Every Moment Matters
By: Michelle Jones
Sadly, I spent a lot of years mad at folks who I believed did not love me. It used to anger me when I couldn't get my family to see me for who I was, someone who wanted to feel their affection.
It would have been easy for me to move towards forgiveness and create a bond; however, I thought forgiveness and connection meant they needed to change. It wasn't until I read Love Languages by Gary Chapman that I understood change would have to begin with me.
Our ways of giving and receiving love can bring a lot of misunderstanding, especially if we've only known love to look and feel a certain way. This does not mean we are wrong for how we have expressed ourselves. But it can mean we might have missed the many ways others have expressed love towards us.
After discovering that love had many languages, I could feel a sense of regret. I was so hyper-focused on wanting love from certain people that I neglected to offer them the love they needed too.

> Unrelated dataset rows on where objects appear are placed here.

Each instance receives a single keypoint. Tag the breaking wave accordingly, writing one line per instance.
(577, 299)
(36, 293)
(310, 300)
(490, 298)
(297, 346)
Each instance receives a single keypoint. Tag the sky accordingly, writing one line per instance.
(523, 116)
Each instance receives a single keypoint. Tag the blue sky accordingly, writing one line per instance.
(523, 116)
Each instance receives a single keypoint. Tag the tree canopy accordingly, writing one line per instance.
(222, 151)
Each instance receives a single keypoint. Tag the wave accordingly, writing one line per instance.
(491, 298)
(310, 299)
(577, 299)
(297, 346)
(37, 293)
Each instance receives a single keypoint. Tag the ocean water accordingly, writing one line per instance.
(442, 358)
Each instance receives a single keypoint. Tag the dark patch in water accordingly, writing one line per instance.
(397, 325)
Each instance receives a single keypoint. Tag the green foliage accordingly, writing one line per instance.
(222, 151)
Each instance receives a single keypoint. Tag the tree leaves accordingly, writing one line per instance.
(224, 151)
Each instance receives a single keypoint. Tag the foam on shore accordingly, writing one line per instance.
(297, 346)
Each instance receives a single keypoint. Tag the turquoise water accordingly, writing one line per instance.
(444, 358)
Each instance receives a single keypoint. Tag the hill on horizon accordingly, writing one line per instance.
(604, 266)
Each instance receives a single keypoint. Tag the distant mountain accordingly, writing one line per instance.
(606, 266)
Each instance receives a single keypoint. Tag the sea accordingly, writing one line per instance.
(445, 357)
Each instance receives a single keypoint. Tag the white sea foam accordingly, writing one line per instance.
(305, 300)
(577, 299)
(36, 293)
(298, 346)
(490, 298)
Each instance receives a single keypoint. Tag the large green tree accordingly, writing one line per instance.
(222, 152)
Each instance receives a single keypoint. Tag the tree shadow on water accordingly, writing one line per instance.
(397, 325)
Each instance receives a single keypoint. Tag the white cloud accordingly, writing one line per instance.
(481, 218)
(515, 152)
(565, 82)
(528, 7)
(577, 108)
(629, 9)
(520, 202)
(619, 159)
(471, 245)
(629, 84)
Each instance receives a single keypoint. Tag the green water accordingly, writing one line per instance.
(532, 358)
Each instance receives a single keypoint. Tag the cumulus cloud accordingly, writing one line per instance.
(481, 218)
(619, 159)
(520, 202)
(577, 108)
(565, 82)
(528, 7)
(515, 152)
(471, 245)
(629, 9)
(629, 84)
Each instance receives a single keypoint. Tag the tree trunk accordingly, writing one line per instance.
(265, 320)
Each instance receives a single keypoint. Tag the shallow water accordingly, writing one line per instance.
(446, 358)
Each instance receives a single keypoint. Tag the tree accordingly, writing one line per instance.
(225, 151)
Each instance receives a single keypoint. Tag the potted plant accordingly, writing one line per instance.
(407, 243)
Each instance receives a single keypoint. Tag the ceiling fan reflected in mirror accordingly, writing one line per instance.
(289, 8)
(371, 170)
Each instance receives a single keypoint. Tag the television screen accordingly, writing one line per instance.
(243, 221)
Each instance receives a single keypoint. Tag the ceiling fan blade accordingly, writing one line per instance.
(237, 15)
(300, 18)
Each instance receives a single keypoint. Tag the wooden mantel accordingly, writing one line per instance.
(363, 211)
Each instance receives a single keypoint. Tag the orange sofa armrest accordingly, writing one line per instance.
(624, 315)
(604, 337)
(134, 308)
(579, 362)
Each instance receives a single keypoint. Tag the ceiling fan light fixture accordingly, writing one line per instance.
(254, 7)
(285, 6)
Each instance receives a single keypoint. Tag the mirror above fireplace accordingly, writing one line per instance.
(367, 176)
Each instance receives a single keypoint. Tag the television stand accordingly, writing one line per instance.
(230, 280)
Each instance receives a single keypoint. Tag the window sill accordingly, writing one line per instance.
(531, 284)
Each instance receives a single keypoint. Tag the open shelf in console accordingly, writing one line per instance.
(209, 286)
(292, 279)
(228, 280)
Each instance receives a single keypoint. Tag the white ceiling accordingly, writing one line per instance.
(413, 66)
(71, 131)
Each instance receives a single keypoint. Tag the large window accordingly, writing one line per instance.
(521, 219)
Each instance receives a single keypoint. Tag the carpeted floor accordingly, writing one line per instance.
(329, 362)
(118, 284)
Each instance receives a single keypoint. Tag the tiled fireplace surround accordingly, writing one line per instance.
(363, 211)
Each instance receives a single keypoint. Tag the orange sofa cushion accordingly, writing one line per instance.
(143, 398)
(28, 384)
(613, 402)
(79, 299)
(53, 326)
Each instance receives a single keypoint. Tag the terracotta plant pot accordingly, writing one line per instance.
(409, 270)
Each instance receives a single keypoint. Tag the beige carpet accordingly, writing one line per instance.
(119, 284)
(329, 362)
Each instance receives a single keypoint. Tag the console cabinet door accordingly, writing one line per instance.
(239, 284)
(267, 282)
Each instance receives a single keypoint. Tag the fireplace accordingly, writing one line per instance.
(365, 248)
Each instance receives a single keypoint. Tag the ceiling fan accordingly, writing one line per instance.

It doesn't matter if it's a parent, friend, or partner. I encourage you to take the time to look outside ourselves and seek to understand how they might have a different way of feeling connected. Do they always give you thoughtful items? This doesn't mean they are materialistic, but rather enjoy something tangible, something they can see or hold. Others might want your time; for them, quality time is meaningful. Or maybe, like yourself, you might want to simply hear the words "I love you."
Building relationships has become one of my greatest treasures. It takes investment, bridging love as we know it and love as they know it. We cannot stay mad at situations or people because we think they should know what we need. Identify what love means to you, and then communicate that in a way that enlightens another.
A better life begins for us all each and every day, knowing that every moment matters.